Before taking the class, both had worked on some of the top produce operations in the region. The couple saved up money and their lives were so committed to a farming future that they delayed their wedding a week in the fall of 2009 so they could attend the first session of the Farm Beginnings class. Jason and Juli concede that up until then they were headed full bore into owning their own farming operation.
But when they gave their final Farm Beginnings class presentation in early 2010, they laid out a five-year plan that had one foot on the brake pedal: work on a few farms, buy a house in Minneapolis, start a family, sock away more money and in general put off buying a farm until they were good and ready.
The reaction from their classmates wasn’t universally positive.

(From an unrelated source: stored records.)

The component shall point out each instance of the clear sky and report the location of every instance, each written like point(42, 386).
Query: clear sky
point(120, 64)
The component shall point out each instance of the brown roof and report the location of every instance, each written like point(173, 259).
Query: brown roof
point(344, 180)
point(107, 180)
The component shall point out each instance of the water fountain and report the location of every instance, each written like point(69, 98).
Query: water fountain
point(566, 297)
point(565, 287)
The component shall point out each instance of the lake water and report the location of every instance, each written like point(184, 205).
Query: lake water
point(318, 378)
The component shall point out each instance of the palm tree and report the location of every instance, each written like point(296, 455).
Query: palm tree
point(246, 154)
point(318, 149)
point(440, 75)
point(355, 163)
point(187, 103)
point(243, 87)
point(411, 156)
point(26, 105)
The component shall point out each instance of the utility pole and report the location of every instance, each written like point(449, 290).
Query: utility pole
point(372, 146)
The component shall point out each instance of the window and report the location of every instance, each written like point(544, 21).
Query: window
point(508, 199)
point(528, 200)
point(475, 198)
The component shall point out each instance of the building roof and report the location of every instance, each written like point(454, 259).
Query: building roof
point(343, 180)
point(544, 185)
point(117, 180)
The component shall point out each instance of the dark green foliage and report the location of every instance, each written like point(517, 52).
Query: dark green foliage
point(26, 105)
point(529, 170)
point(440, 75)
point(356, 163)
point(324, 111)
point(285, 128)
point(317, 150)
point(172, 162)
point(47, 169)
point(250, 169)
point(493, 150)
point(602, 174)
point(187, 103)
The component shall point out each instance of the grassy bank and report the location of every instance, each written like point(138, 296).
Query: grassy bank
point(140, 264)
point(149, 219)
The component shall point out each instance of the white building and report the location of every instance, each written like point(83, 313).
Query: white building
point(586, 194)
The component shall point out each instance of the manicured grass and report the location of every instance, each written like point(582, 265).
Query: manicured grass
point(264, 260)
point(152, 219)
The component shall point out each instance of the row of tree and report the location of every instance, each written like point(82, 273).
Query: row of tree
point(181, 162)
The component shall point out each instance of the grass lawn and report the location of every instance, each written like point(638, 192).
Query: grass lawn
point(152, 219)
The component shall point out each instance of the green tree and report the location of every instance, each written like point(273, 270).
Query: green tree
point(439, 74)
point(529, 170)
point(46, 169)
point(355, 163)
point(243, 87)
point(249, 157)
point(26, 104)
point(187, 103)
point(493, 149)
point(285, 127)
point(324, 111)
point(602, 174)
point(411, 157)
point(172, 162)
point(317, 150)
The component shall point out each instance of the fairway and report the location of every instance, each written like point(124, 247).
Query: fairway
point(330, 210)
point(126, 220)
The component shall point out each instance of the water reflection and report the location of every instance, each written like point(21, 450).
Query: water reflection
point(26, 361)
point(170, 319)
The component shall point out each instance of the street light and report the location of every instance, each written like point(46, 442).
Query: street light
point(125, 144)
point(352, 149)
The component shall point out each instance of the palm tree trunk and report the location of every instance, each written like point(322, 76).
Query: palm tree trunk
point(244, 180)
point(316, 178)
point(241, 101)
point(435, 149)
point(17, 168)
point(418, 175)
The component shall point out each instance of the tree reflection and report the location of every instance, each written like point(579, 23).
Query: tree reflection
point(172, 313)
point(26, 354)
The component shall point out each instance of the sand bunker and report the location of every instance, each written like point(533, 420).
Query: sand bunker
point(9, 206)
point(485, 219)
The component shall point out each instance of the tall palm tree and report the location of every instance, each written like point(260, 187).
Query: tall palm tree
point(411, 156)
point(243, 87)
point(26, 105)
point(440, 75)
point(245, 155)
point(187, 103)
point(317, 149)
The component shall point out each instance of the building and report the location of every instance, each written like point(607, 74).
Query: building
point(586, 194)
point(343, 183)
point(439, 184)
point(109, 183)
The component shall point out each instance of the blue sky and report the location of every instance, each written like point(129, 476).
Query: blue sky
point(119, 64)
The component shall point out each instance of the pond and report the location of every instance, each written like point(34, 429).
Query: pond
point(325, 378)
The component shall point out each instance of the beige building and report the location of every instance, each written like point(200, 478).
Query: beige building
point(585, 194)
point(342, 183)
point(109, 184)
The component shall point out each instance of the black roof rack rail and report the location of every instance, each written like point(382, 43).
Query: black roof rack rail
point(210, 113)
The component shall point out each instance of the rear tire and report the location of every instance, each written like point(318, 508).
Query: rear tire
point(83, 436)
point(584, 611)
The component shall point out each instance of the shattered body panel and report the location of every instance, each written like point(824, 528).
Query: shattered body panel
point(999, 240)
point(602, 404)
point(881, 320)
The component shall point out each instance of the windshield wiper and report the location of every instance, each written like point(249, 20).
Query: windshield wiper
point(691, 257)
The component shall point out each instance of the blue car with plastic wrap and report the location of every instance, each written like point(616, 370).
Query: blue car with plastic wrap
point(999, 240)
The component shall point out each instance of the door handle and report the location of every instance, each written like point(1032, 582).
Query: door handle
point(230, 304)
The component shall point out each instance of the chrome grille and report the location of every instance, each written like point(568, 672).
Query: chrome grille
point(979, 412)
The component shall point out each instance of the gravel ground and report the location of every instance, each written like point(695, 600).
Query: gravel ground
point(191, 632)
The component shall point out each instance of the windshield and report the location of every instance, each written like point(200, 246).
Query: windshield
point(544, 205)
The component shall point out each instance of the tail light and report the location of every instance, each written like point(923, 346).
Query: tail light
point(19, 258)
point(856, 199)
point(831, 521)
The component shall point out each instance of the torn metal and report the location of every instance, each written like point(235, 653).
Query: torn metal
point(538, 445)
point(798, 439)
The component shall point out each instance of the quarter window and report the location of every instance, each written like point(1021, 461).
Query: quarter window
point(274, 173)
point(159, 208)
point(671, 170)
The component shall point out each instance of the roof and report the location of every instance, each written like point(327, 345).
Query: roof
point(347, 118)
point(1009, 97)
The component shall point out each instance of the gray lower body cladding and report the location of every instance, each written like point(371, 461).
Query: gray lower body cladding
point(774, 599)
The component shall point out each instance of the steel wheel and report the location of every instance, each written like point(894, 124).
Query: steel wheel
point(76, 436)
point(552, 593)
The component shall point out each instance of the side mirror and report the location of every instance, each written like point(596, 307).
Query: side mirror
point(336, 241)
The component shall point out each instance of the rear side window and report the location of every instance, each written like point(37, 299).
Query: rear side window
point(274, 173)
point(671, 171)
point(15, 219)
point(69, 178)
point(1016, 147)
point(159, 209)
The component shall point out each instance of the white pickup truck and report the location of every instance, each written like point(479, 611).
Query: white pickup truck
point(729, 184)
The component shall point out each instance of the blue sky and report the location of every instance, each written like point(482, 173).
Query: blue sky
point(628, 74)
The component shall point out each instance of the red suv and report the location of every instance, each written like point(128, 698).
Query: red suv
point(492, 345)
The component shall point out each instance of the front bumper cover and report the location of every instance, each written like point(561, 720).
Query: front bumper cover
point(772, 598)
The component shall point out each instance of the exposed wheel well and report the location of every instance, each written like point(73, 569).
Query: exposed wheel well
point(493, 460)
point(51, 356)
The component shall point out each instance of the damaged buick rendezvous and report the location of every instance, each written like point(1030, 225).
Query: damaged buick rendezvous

“A lot of our peers in the class were sort of shocked and almost frustrated with us. They were like, ‘You all should just do it, you’re ready,’ ” recalls Juli, 32, on a recent spring Saturday while sitting in the couple’s Minneapolis home. “And we did have a lot more practical experience than many of our cohorts, but the bottom line was we just didn’t feel right rushing into farming.”
Blame it on the farmers and other agriculture professionals who presented during the Farm Beginnings classes, which met twice a month during the fall and winter of 2009-2010. While making it clear that there were many opportunities in agriculture, particularly if one was willing to seek out alternative production and marketing systems and do good business planning, they also shared stories of what happens when one rushes in ill-prepared: financial ruin, unsustainable stress, even broken marriages.
“Trying to manage a new marriage, children and a business all at the same time seemed to be a lot to bite off at one time,” says Jason, 36. “Those farmers who spoke in the classes taught us to be deliberative. Farm Beginnings really slowed us down—in a good way.”
This from a guy who, after feasting on the writings of Wendell Berry and Michael Pollan while working as a librarian in Milwaukee, decided all of a sudden, “I had to do something.” In 2009, Jason quit his job and moved to western Wisconsin to get his hands dirty on a real farm.
“Just like that,” recalls the California native with a tinge of amazement in his voice.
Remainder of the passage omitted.